Grâce à son roua'h hakodech, il savait que la destruction du Temple était imminente et que rien ne pouvait être fait pour changer ce décret.
C'est la raison pour laquelle Rabbi Zé'haria n'a pas autorisé le meurtre de Bar Kamtsa ou le sacrifice du sacrifice (korban) avec le défaut invalidant.
Il savait que cela ne servirait à rien. La destruction du Temple se produirait de toute façon. C'est pourquoi sa principale préoccupation était de s'assurer que la Torah ne soit pas oubliée.

=> Pourquoi Rabbi Zé'haria n'a-t-il pas dit aux Sage de l'époque ce qu'il savait avec son roua'h hakodech?
Il aurait dû leur dire :
"Vous avez raison, c'est du pikoua'h néfech (question de vie et de mort sur le peuple juif), et selon la halakha, nous devons sacrifier le korban bien qu'il ait un défaut le rendant invalide, et ce pour protéger la nation juive.
Je sais par roua'h hakodech que la destruction du Temple aura lieu, et nous ne pouvons rien y changer. Même si nous apportons le korban ou si nous tuons Bar Kamtsa, le 'hourban aura lieu et la vie de toute la nation juive est en grand danger. Par conséquent, préservons au moins les halakhot."
Pourquoi Rabbi Zé'haria ne leur a-t-il pas dit cela?

La réponse est que Rabbi Zé'haria était humble et ne voulait pas leur dire qu'il avait le roua'h hakodech.
C'est pourquoi Rabbi Yo'hanan dit : "L'humilité de Rabbi Zé'haria ben Avkoulas a détruit notre maison, brûlé le hé'hal et nous a exilés de notre terre" = s'il leur avait dit ce qu'il savait avec roua'h hakodech, les Sages auraient prié pour que la destruction du Temple ne se produise pas, et ils auraient également incité les gens à faire téchouva.
Mais Rabbi Zé'haria ne leur a pas dit ce qu'il savait avec le roua'h hakodech, et les Sages n'étaient pas conscients que le 'hourban avait été décrété dans le Ciel, et ils n'ont donc pas investi dans les prières et la téchouva. [pas conscients de la gravité de la situation]

Le Méor Enayim écrit :
"C'est la signification : "l'humilité de Rabbi Zé'haria ben Avkoulas a détruit ..." = car sans son humilité, il leur aurait parlé du 'hourban, ils auraient prié, fait téchouva, imploré Hachem d'avoir compassion d'eux, et le décret aurait été annulé.
C'est donc l'humilité de Rabbi Zé'haria qui a causé la destruction.
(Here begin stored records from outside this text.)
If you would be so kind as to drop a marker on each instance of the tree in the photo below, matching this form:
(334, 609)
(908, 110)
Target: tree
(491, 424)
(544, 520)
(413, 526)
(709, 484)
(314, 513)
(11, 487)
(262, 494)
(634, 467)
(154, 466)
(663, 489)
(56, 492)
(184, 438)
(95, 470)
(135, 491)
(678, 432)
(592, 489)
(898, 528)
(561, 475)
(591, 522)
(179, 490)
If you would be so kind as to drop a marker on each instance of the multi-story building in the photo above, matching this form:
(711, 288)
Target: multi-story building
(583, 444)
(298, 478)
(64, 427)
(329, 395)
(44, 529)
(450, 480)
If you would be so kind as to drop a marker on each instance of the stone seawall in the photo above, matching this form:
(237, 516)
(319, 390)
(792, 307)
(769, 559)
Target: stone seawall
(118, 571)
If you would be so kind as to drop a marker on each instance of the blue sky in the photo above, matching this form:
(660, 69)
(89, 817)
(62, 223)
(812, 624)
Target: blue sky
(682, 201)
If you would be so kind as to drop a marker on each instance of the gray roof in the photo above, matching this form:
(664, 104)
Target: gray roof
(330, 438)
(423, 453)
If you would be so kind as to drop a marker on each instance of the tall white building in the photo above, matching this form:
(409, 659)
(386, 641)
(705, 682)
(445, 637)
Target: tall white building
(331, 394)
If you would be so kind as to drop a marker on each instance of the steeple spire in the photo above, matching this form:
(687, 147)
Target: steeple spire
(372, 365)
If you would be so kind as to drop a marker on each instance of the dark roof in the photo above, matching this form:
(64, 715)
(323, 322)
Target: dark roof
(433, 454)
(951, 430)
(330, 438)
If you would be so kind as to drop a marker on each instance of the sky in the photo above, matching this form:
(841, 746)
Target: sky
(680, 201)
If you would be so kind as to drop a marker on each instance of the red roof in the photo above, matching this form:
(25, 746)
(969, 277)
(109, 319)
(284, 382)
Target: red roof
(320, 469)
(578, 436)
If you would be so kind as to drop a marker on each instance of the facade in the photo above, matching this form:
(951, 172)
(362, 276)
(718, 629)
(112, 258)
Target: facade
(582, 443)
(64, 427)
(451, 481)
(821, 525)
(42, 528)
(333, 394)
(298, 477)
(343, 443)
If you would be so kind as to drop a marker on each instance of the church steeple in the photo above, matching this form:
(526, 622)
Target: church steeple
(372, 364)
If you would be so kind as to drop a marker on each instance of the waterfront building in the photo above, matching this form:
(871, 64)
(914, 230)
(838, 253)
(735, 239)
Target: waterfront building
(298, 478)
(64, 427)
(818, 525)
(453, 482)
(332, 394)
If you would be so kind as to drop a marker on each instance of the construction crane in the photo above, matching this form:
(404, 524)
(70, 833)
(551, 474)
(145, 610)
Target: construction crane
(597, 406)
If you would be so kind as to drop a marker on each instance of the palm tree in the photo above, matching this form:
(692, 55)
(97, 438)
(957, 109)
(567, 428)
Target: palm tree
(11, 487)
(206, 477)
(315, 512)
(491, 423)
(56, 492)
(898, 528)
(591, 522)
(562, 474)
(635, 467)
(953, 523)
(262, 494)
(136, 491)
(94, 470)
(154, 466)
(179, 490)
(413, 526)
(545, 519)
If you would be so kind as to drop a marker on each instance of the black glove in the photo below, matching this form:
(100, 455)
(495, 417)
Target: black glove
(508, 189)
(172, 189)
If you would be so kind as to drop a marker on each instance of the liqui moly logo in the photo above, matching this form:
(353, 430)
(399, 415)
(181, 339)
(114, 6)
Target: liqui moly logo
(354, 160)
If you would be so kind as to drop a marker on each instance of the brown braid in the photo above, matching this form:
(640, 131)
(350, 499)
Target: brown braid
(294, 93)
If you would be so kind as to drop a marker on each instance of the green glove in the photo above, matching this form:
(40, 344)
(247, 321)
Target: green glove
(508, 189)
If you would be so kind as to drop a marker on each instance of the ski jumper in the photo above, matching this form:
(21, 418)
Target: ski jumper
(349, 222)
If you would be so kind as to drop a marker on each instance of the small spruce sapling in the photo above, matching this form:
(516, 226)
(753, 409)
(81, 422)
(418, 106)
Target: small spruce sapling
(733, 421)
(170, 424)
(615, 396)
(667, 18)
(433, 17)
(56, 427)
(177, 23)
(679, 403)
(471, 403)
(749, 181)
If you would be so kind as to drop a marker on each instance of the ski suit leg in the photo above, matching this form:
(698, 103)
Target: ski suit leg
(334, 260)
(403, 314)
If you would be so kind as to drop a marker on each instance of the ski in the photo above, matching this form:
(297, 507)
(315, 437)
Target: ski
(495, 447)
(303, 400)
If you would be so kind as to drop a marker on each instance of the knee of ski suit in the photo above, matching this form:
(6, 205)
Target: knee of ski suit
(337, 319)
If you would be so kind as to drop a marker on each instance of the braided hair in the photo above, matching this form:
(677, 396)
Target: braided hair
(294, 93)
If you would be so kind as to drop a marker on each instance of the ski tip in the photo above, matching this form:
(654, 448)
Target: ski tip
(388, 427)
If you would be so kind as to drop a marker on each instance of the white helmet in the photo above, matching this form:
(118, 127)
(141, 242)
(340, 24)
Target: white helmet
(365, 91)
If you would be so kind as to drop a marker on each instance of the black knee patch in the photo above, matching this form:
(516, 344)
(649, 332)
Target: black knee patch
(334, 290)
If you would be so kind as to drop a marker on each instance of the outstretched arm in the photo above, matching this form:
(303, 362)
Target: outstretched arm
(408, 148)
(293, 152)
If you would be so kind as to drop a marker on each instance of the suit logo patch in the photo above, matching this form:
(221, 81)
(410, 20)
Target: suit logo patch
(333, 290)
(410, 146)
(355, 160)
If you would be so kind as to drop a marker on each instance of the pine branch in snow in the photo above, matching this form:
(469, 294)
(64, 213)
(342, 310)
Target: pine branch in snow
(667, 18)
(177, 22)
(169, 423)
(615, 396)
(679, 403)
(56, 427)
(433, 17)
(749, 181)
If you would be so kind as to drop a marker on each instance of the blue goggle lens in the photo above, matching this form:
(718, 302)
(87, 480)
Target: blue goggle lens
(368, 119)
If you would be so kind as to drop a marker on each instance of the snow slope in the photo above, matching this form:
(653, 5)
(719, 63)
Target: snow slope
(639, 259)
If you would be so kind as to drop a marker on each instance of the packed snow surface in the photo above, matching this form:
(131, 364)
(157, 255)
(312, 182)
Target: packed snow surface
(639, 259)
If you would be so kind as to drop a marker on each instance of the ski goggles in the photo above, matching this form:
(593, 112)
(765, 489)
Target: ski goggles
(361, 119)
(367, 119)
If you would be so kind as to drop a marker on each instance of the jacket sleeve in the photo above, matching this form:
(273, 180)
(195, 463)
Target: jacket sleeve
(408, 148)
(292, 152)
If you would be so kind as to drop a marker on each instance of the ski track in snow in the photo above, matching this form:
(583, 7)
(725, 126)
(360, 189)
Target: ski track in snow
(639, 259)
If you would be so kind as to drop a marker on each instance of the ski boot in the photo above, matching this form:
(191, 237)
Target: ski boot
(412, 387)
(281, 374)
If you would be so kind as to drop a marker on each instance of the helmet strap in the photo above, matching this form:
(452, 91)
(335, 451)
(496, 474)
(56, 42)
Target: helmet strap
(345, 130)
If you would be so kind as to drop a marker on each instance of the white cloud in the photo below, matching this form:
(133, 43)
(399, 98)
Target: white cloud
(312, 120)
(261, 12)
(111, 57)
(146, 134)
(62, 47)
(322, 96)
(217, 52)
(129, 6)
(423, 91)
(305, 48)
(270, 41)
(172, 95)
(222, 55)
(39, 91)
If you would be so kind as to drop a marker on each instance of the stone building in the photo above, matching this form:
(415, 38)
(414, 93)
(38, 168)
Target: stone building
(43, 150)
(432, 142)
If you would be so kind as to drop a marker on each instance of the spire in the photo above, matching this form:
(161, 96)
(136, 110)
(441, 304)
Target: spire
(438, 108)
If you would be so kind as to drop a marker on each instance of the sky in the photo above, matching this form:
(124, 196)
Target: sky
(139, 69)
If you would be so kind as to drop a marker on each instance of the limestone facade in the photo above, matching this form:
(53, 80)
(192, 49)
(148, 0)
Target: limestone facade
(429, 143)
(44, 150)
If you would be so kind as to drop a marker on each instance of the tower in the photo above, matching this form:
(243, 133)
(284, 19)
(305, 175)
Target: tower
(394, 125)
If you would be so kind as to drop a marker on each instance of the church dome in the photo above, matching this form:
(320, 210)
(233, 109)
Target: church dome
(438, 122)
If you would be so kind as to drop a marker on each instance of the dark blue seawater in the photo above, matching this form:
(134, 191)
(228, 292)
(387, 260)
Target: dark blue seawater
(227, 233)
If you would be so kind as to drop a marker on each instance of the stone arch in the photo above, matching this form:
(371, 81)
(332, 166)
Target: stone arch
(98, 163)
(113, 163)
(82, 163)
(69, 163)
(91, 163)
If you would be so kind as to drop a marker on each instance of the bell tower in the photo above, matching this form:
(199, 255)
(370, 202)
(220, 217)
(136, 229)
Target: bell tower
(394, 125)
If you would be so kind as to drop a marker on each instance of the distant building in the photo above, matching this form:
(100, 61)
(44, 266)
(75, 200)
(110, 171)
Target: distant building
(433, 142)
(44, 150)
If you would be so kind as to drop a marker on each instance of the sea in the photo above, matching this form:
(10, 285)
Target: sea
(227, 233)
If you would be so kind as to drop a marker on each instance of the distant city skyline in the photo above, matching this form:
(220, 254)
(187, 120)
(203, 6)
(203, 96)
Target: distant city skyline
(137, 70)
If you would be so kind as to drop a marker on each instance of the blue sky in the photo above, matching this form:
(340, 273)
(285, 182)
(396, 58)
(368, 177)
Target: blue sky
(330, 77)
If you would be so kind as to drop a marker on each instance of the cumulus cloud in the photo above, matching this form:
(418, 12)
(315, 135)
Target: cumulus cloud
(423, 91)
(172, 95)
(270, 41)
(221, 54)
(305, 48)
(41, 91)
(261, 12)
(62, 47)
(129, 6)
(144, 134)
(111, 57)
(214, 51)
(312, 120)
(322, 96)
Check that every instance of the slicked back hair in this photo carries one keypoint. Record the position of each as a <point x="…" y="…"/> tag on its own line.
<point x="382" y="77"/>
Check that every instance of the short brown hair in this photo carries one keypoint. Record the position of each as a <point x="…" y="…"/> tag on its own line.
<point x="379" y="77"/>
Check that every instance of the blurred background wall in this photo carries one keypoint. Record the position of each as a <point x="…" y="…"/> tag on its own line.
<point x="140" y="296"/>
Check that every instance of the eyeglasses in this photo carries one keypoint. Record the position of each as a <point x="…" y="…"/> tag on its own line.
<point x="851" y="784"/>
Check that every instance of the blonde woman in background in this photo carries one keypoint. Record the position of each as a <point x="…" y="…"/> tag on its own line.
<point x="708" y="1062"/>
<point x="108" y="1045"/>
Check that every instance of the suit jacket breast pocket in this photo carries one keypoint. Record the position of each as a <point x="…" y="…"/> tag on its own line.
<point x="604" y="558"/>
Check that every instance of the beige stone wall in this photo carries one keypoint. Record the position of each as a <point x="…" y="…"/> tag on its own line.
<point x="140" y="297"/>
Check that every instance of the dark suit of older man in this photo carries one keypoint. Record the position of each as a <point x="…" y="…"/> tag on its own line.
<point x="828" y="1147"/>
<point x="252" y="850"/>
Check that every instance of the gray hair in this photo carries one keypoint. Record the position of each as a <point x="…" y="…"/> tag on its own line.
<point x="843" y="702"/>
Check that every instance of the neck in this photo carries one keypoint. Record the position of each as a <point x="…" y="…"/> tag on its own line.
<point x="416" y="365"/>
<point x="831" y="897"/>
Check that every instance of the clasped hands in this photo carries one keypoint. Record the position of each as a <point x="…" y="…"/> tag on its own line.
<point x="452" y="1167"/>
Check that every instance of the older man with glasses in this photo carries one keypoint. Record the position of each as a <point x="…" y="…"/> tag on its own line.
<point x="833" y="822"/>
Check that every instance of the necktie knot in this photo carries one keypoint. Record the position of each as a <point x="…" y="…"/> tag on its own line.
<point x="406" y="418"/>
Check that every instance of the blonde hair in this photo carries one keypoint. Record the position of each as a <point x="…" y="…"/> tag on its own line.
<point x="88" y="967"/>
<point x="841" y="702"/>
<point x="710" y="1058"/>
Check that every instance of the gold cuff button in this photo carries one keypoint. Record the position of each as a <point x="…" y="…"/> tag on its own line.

Il ne voulait pas révéler [qu'il avait le roua'h hakodech]".

=> En ce qui nous concerne, nous apprenons de cela que les juifs auraient pu annuler le décret de destruction du Temple avec leurs prières et leur téchouva, mais ils ne savaient pas que cette destruction était imminent.
La téchouva et la prière sont toujours efficaces. Elles auraient permis d'éviter le 'hourban (destruction du Temple).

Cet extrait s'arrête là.